Nevertheless, I can already feel that ISMIR is such a unique conference as compared to others, although in a virtual setting, and I can almost understand why so many ISMIR visitors have repeatedly emphasized that ISMIR is the best conference of all. The topics are super interesting, and the community is super friendly, always willing to share & exchange, and extremely fun to talk to.

Below I try to summarize the papers & posters that I have personally visited, sorted by relevant topics. The list will by no means be exhaustive, and will be very related to my own focus & familiarity (I am more familiar / interested in controllable music generation, music representation learning, music audio synthesis, and some popular MIR tasks e.g. pitch estimation, voice conversion, source separation etc.).

## 2 - Controllable Symbolic Music Generation

Attributes-Aware Deep Music Transformation

This work uses a very similar architecture like Fader Networks in the computer vision domain - a conditional VAE, with an additional adversarial component to ensure latent $$z$$ does not incorporate condition information. Evaluation on controllability is done on monophonic music. I tried the same architecture on polyphonic music in Music FaderNets, but I found that it does not produce optimal results in terms of linearity as compared to other latent regularization methods.
One interesting thing is that the authors do not compare results on linear correlation with GLSR-VAE, because they argued that GLSR-VAE is not designed to enforce linear correlation between latent values and attributes. I agree this to a certain extent, but to me linear correlation between both is still the most intuitive way to achieve controllability on low-level attributes, hence measuring that is still important in the context of controllable generation.

BebopNet: Deep Neural Models for Personalized Jazz Improvisations (Best Paper Award)

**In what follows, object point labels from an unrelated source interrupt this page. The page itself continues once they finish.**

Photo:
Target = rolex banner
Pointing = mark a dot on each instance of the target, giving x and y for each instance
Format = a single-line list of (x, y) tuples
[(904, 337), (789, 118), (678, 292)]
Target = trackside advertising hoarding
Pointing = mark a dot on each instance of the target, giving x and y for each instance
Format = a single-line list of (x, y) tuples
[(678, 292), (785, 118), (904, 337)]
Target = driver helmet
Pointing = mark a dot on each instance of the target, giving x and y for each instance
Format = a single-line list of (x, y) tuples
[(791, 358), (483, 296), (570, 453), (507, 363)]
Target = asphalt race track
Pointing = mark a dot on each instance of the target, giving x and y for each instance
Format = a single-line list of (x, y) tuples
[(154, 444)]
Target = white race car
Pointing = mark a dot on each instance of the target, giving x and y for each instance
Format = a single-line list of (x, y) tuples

Congrats on this paper getting the best research award of this year! Compared to other similar works, this work focuses on personalization. Within the pipeline, other than the generation component, a dataset personal to the user is collected to train personal preference metrics, very much like an active learning strategy. As the music plays, the user adjusts a meter to display the level of satisfaction of the currently heard jazz solo. Then a regression model is trained to predict the user’s taste. Finally, a beam serach is employed by using the criterion of score predicted the user preference regression model. The output of beam search should result in a music piece most adhered to the user preference. A very simple idea, but could be widely adoptable to all kinds of generation models to add in more degree of personalization.

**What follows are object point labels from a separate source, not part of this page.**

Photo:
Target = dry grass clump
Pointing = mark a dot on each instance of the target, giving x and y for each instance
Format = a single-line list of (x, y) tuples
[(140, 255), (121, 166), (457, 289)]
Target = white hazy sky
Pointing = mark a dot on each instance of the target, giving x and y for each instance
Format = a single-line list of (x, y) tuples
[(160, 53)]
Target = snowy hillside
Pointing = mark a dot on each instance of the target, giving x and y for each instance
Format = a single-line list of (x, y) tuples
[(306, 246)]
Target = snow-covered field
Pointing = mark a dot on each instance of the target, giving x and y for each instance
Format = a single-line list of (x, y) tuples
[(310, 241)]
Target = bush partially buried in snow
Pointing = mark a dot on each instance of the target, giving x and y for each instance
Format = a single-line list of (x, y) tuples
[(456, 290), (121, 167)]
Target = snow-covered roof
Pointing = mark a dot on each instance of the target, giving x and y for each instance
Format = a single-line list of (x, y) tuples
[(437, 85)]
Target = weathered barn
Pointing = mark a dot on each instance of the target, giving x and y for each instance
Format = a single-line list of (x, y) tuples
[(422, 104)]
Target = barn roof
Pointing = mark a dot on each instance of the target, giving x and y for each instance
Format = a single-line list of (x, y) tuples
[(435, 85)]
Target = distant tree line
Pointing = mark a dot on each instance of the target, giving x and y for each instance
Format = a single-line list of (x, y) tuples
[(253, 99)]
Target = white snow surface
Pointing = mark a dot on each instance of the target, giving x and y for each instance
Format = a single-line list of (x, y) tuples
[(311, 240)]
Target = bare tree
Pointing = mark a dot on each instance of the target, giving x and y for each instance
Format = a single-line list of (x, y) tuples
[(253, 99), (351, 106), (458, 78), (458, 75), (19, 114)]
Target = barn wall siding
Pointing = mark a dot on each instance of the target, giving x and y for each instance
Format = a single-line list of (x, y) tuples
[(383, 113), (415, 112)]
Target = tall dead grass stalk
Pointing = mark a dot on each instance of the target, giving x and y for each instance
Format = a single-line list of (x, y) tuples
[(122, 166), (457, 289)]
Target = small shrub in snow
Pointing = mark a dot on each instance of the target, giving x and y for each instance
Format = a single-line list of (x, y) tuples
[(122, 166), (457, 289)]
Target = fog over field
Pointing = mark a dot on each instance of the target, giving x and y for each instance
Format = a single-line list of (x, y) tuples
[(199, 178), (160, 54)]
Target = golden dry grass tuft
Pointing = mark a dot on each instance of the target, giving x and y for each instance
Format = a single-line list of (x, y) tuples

Connective Fusion: Learning Transformational Joining of Sequences with Application to Melody Creation

This work proposes connective fusion, which is a generation scheme by transforming between two given music sequences. The architecture is inspired by the Latent Constraint paper - firstly, we pretrain a VAE to learn latent code $$z$$ for a music sequence. Then, using a GAN-like actor-critic method, we learn a generator $$G$$ that generates latent code pair $$(z^\prime_L, z^\prime_R)$$ that is indistuingishable from the input pair$$(z_L, z_R)$$. During training, we also add in an additional style vector $$s$$, hence also learning a style space which controls how the two sequences are connectively fused.
I was fortunate enough to discuss with the author Taketo Akama about several issues of using VAE for music generation. In general, we found a significant tradeoff between attribute controllability and reconstruction (identity preservation), and training to generate longer sequence seems to really be a hassle. His work last year has also helped me a lot with Music FaderNets, so huge kudos to him!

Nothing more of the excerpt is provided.